Ferroptosis-Mediated Hippocampal Neuronal Loss Post-mTBI: Chromatin Accessibility Profiling and Single-Nucleus Transcriptomics.

Abstract

Neuronal death in the hippocampus following mild traumatic brain injury (mTBI) is a hallmark of cognitive dysfunction, yet the underlying molecular mechanisms remain poorly understood. To address this issue, the hippocampus of eCCI-modeled mTBI mice is profiled using single-nucleus RNA-seq and ATAC-seq, producing matched, cell-type-resolved transcriptomic and chromatin-accessibility datasets. Gene sets covering major cell-death pathways are curated and scored for their activity across neuronal subtypes. Ferroptosis emerged as the dominant program. Gene-set enrichment indicated activation of mitochondrial damage-related pathways in neurons, a hallmark of ferroptosis.
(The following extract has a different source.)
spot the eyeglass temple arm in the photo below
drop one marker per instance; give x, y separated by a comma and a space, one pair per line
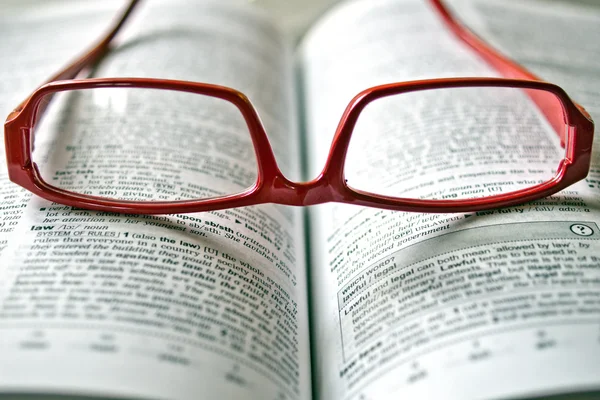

Transcription-factor analyses, supported by epigenetic data, showed decreased binding of c-Jun and Rfx3 in dentate granule cells. Functional assays show that the c-Jun-regulated gene Tmsb4x protects hippocampal neurons after mTBI. It downregulates Slc2a2, counteracts ferroptosis, and is associated with improved motor and cognitive performance in mice. This study advances understanding of mTBI pathogenesis at single-cell resolution, identifying ferroptosis as a critical determinant of neuronal death and uncovering Tmsb4x as a promising therapeutic target for mitigating cognitive dysfunction.